«Lesen ist wie eine Kurzreise»

Daniela Gremminger begeistert sich für Krimis aus Portugal, die ihr nebst Action auch kulinarische Genüsse bescheren. Die wiederentdeckte Pilgerleidenschaft half dabei. Ein Beitrag der kath.ch-Sommerserie Reisaus*.

Claudia Koch

Als Kind wollte Daniela Gremminger Schafhirtin werden. «Am liebsten in Griechenland», sagt sie lachend. Ihr Heimatpfarrer empfahl ihr ein Theologiestudium, um als Pastoralassistentin, statt für Schafe für Menschen zu wirken.

Atheistische Schlummereltern in Engelberg

«Sofort wusste ich: Das ist etwas für mich», sagt Gremminger, weshalb sie im Gymnasium Marienburg Alt-Griechisch belegte. Für den Matura-Abschluss in Alt-Griechisch musste sie jedoch für die letzten zwei Jahre nach Engelberg. Sie wurde unsicher ob ihrer Studienwahl, da ihre Schlummereltern in Engelberg Atheisten waren.

Deshalb studierte sie nach der Matura ein Jahr Sprachen in Basel, konnte dem Deutschstudium aber wenig abgewinnen. Ein Gespräch mit dem Jesuitenseelsorger im Studentenhaus entflammte in ihr ihren ursprünglichen Berufswunsch, den sie mit einem Theologie- und Philosophiestudium in München umsetzte.

Bereits am ersten Studientag lernte sie ihren zukünftigen Mann kennen, «da mir seine Stimme so gefiel». 2002 zog sie mit ihm für die Berufseinführung nach Diepoldsau. Seit 2008 lebt die Familie, inzwischen sind drei Töchter dazu gekommen, in Uzwil und Gremmingers sind beide als Seelsorger für die Seelsorgeeinheit Uzwil und Umgebung mit einer grossen und lebendigen Gemeinde tätig.

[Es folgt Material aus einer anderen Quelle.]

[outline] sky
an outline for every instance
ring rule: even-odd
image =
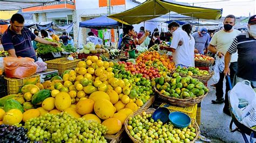
[[[223,9],[223,16],[236,17],[256,15],[256,0],[176,0],[191,5],[213,9]]]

Dass sie einen Portugal-Krimi für die Sommerserie ausgewählt hat, hat mit ihrer grossen Leidenschaft zu tun: dem Pilgern. «Angefangen zu pilgern haben mein Mann und ich 1999, direkt von Rheineck aus. Damals war Pilgern wenig bekannt und sogar im Kloster Einsiedeln war es kein Problem, als wir dort als Pilger übernachten wollten», erinnert sich Gremminger.

«Wenn im Buch über Oliven geschrieben wird, würde ich gerne davon probieren.»

Als sie nach der Kinderphase das Pilgern wieder aufnehmen wollte, fand sie einen Platz in einer Gruppe, die sich nach Portugal aufmachte. Um mehr über Land und Leute dort zu erfahren, bat sie in der örtlichen Bibliothek um eine Empfehlung und stiess so auf die Krimis von Gil Ribeiro und das erste Buch «Lost in Fuseta».

Wunderbar zum Abschalten

Eine optimale Wahl, da sie gerne Krimis liest und zudem viel Wissenswertes über die Gepflogenheiten der Landsleute, die Gegend und über die kulinarischen Genüsse erfährt. «Wenn im Buch über Oliven, Wein und Brot geschrieben wird, dann würde ich gerne davon probieren», sagt Gremminger.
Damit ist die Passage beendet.